From Palestine Chronicle
Israel soldiers attacking worshipers at Haram al-Sharif.
(Image by (Photo: Palestine Chronicle File)) Permission Details DMCA
As I was growing up, I was always reassured by the sound of the "Muadhin" making the call for prayer in our refugee camp's main mosque in Gaza. Whenever I heard the call very early in the morning, announcing in a melodic voice that the time for the "Fajr" (dawn) prayer was upon us, I knew it was safe to go to sleep.
Of course, the call for prayer in Islam, like the sound of church bells ringing, carries a deep religious and spiritual meaning, as it has, five times a day, for the last 15 centuries, uninterrupted. But, in Palestine, such religious traditions also carry a deep, symbolic meaning.
For the refugees in my camp, the dawn prayer meant that the Israeli army had departed the camp, ending their terrifying and violent nightly raids, leaving the refugees behind, either mourning their dead, wounded or detained, and freeing the "Muadhin" to open the mosque's old, rusty doors, and announce to the faithful that a new day had arrived.
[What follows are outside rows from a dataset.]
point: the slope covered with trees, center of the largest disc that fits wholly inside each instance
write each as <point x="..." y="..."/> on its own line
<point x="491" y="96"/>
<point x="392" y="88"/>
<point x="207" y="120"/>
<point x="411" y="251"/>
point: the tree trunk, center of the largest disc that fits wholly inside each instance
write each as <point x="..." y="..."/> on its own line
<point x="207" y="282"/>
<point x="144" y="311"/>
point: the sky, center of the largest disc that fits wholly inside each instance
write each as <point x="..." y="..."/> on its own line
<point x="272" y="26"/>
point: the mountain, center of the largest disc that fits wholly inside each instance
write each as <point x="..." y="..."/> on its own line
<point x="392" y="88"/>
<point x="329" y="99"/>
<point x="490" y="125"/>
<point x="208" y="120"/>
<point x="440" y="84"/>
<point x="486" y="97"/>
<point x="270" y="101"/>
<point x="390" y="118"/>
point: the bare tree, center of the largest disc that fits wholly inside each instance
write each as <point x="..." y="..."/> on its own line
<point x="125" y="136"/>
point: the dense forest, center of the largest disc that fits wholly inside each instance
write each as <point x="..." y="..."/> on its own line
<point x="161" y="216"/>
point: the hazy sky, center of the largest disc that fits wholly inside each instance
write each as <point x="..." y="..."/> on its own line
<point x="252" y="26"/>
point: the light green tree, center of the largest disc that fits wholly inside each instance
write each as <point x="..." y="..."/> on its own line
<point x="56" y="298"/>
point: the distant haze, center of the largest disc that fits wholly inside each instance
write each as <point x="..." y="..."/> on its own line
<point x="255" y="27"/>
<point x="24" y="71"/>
It was almost impossible to go to sleep during those days of the First Palestinian Uprising, when collective punishment of Palestinian communities throughout the Occupied Territories crossed every tolerable line.
That was before the mosque in our camp -- the Nuseirat Refugee Camp in central Gaza Strip -- was raided, along with other mosques, and the Imam was arrested. When the mosque's doors were sealed shut by orders from the army, ordinary people climbed to the roofs of their homes during the military curfew and announced the call for prayer, anyway.
Even our "communist" neighbor did -- a man, we were told, who had never stepped foot inside a mosque all of his life!
It was no longer just a religious matter but an act of collective defiance, proving that even orders from the army would not silence the voice of the people.
The call for prayer meant continuity; survival; rebirth; hope and layer-upon-layer of meanings that was never truly understood, but always feared by the Israeli army.
The onslaught on the mosques never ended.
According to government and media reports, a third of Gaza's mosques were destroyed in the 2014 Israeli war on the Strip. 73 mosques were entirely destroyed by missiles and bombs and 205 were partially demolished. This includes Al-Omari Mosque in Gaza, which dates back to 649 AD.
It also includes the main mosque of Nuseirat, where the call for prayer throughout my childhood gave me enough peace and calm to go to sleep.
Now, Israel is trying to ban the call for prayer in various Palestinian communities, starting in Occupied East Jerusalem.
The ban came only a few weeks after the United Nations culture and education organization, UNESCO, had passed two resolutions condemning Israel's illegal practices in the occupied Arab city.
UNESCO demanded that Israel cease such practices, which violate international law and attempt to alter the status quo of a city that is central to all monotheistic religions.